Turbocharging Machine Learning
The Challenge – How can we scale bidding?
Expedia attracts customers through meta search sites like Trivago, Google Hotel Ads, TripAdvisor, and Kayak. As you might guess, Meta sites are very competitive marketplaces. This comes as no surprise – the Winner spot gets 80% of the clicks and traffic drops off exponentially from there.
To compete effectively good prices and an optimal bid are both important – the meta site uses a proprietary algorithm that involves the hotel’s price and associated bid to choose a hotel offer for the winner spot. We have to be smart about our bids for each of our hotels. If we bid too much for a poorly converting hotel, then we buy traffic that does not result in revenue – we could lose a lot of money. Conversely if we do not bid high enough to get traffic for a good-performing hotel then we will get little or no traffic – we miss out on bookings.
To choose smart bids across our broad hotel portfolio we use linear programming (a mathematical technique for finding the values that maximize the output of a linear function of several variables). To do this we need a way to estimate how changes to our bids might change our objectives – for that we use predictive models to estimate the impact of our decisions. Using these predictive models we can rapidly test the impact of many different decisions on getting us to our objective.
The Algorithm – Gradient Boosted Trees
The optimization described above however is limited by the quality of our predictive models.

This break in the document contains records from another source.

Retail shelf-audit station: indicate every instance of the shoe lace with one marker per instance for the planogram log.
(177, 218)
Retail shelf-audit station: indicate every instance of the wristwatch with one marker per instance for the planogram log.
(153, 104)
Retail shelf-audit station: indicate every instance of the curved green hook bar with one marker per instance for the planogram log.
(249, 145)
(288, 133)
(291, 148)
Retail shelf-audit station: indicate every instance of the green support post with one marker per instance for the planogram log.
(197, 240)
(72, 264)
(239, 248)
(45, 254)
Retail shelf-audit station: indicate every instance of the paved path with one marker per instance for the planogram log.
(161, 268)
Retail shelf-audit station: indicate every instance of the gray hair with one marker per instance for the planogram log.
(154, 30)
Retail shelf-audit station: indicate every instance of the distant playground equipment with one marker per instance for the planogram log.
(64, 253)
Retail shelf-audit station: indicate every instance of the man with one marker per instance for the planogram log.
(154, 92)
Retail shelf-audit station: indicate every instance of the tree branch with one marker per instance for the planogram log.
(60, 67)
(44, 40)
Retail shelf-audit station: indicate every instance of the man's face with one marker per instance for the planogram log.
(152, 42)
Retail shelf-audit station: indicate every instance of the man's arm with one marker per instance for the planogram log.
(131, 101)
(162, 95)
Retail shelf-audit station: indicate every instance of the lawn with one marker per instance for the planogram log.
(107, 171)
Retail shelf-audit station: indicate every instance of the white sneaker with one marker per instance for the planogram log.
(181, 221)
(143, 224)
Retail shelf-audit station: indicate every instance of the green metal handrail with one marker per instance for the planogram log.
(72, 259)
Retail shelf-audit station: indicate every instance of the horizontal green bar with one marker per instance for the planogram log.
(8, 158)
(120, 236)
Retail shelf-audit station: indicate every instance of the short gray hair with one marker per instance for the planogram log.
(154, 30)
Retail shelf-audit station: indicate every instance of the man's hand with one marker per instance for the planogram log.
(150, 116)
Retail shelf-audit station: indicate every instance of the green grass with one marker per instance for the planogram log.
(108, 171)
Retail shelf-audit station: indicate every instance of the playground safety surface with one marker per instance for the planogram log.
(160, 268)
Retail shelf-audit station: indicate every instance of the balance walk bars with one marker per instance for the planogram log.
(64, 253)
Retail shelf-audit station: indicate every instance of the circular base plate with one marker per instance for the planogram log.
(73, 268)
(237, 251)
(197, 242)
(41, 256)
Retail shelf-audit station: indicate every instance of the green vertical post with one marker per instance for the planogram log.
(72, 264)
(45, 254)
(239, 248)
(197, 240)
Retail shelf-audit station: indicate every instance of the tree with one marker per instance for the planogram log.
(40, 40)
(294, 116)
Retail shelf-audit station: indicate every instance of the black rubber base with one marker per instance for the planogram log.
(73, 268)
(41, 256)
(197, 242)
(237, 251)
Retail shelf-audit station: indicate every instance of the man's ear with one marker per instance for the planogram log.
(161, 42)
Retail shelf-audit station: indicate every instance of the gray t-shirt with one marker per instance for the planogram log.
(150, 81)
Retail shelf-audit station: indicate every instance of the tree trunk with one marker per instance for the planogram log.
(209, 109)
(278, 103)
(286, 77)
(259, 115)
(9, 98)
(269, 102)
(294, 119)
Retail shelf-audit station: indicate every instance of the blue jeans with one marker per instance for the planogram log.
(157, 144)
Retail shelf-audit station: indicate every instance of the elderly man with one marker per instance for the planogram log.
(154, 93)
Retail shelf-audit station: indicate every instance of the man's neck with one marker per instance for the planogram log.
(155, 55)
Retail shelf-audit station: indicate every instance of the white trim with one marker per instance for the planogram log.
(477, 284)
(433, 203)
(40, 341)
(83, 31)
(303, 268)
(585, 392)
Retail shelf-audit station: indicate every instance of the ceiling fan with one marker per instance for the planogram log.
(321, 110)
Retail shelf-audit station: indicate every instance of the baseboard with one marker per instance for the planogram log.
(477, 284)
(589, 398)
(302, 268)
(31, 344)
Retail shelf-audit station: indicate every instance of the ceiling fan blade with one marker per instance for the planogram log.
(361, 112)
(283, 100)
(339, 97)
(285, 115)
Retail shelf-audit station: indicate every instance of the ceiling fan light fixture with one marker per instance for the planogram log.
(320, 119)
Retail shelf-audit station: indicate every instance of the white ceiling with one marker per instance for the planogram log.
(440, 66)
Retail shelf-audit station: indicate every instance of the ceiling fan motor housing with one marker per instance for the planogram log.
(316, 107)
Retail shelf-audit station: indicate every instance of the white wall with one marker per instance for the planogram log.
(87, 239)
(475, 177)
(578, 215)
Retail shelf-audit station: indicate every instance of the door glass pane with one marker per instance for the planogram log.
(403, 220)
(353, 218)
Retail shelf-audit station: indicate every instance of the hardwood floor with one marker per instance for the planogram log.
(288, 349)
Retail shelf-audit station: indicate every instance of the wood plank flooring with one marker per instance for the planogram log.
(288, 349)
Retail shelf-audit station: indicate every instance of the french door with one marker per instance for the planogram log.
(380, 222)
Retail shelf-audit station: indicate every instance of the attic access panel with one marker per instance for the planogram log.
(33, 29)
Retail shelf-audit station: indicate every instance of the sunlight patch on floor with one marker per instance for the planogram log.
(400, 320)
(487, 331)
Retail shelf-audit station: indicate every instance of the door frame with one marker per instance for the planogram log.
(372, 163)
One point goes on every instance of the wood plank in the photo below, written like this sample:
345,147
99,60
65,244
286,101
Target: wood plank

To build good predictive models we use machine learning algorithms. One of the machine learning algorithms most frequently used in the industry is Gradient Boosted Trees (GBT). This algorithm examines data to find important decision points that become branches in decision trees. It then combines the output of many smaller decision trees into a single predictive model. A simplified version looks a bit like this:
Many companies, including Expedia, use the XGBoost open-source implementation of the GBT algorithm. To make the training process run fast, the authors of XGBoost wrote the core code in C++ and designed it to run on effectively across the all the CPU cores on single machine. If you would like to learn more about XGBoost, you can learn more via their GitHub or via this more gentle introduction.
So what challenges did we have? There were several.
Problem 1 – Limited Scale Up
In our single-machine training process we used an x1.32xlarge – an EC2 instance that has 128 vCPUs and roughly 2 Terabytes of memory. This is the biggest AWS instance currently available. However even this monster cannot tackle some of our training data sets. Further, as our business grows our training data sets are only going to get bigger. We were already at a point that we had to make sacrifices:
- Train models for less than one-third of our points of sale
- Limit the amount of data we used for training
You can imagine how this will continue to get worse as we add more hotels and grow our traffic. Scaling up is no longer an option.
Problem 2 – Training Duration
Another challenge was the serial nature of the process; loading the training data set to a single machine takes several hours, even in the cloud. Even once the data is loaded, running the training process pegs CPU utilization on the single EC2 node at 100% for most of a day. There were several models that need to be trained together so you can imagine the entire process was rather lengthy. As a result we performed predictions less frequently than we wanted and model updates were even more rare.
Problem 3 – Model Iteration Speed
Developers know build times are critical. Improving iterations on testing your work has positive impacts on productivity. The same is true for data scientists – faster training means faster iteration on models. While data scientists can work on sample-sized data sets there are many benefits to faster training and testing regardless of data set size.
The Solution – Scale Out
As we started investigating how we might distribute training across multiple machines we found that XGBoost had a Spark-compatible version. While it sounds fairly straightforward to adopt a Spark-enabled version of XGBoost and quickly have great results, there was a lot to do to get this working and, once it was working in order to find optimal settings. The Spark-XGBoost documentation was incomplete so we spent time reading through the Java / Scala code in XGBoost to better understand, for example, the impact of input parameters. Further, performance tuning involved not only adjusting parameters forXGBoost, but also for Spark configuration and EC2 node sizing.
The Results – 15x Faster Model Training
As the chart below shows, the difference in training time between the single-node (“SingleHost”) and our Spark cluster was dramatic. A model that once took 10 hours to train now requires just 40 mins. You read that correctly: for some models, we saw a 15x improvement in training time.
For those who are curious about the details of our Spark cluster:
- 10 nodes of R3.8xlarge
- Spark 2.1
- XGBoost 0.7
We also tested with a 20 node cluster but found diminishing increases in speed for the data sets and models we work with. We will continue experimenting in the future to see what additional performance gains we can make.
Training Time Comparison
As you can see from the comparison chart below, when we averaged out the amount of “training time per tree generated for the model” we found that Spark could train trees at a rate significantly faster than the single host.
While we did not have cost reduction as a goal we also found significant decreases in cost, as seen below:
More details about the costs comparison:
- Single node = 10 hours x $13.30/hr = $133 per training
- Cluster = 10 nodes x 1 hr x $2.66/hr = $26.66 per training
Now that this has been productionalized and put into use in our bidding efforts, we have a number of future directions for this work including investigation into other ways to distribute machine learning and using GPUs as we train models.